= Taketo Gohara =

Record producer, composer and sound designer of Japanese origin

Taketo Gohara is a record producer, composer and sound designer who has collaborated with numerous Italian artists and composers such as Vinicio Capossela, Brunori Sas, Elisa, Francesco Motta, Biagio Antonacci, Dardust, Remo Anzovino, Mauro Pagani, Vasco Brondi, Banda Osiris, Francesco Cerasi and Cesare Picco along with rock artists - Edda, Pier Paolo Capovilla, Lombroso, Marta Sui Tubi, Ministri, Mokadelic, Negramaro, Verdena, etc.
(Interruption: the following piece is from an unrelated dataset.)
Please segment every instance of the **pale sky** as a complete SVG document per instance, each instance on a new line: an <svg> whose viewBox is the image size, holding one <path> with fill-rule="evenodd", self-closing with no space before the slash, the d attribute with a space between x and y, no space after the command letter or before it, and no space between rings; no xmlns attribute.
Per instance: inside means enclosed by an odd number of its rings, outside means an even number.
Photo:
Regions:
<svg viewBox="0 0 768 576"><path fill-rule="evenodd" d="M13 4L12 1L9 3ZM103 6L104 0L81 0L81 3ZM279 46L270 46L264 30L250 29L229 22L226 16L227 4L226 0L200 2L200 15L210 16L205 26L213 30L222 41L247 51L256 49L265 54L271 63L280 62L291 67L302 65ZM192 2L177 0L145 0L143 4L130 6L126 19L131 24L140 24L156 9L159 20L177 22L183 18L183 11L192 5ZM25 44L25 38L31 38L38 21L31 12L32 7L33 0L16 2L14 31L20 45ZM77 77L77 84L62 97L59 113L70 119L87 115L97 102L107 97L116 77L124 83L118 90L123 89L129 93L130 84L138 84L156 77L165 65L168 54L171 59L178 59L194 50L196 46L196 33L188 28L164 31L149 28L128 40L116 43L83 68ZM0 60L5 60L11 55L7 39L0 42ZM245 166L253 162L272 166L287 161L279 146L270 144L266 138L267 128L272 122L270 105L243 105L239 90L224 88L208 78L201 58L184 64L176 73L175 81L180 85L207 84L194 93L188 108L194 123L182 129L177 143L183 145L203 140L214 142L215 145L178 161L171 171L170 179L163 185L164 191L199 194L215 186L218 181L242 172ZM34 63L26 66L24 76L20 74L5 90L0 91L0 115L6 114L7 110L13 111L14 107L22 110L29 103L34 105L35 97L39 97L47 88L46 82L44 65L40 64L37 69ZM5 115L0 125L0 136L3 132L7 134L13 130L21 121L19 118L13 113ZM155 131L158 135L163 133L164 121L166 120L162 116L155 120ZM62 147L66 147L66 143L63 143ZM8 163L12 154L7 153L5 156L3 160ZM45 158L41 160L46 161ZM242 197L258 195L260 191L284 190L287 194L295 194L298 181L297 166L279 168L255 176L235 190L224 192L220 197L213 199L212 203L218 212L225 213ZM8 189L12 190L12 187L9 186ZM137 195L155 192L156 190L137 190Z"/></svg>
As a composer he has created various music for art installations for example he made for the inauguration of Miart 2022 in collaboration with the painter Eugenio Tibaldi "Marginal Carillon" strongly desired by the art curator Irina Zucca.

He composes music for ballets, collaborating among others with Stefania Ballone, dancer and choreographer of the Scala in Milan.

He is also active in the advertising field.

In the film industry he specializes as a sound designer and has more than 30 films to his credit as a soundtrack mixer in Surround

In an ambient and contemporary music setting, he has performed live with D. Rad (producer of Almamegretta) and Cesare Picco in various contemporary music and art festivals.

He teaches Sound Design on a permanent basis at the European Institute of Design and at the Centro Professione Musica in Milan[1] as well as holding various Master Classes on the world of sound in academic and working contexts.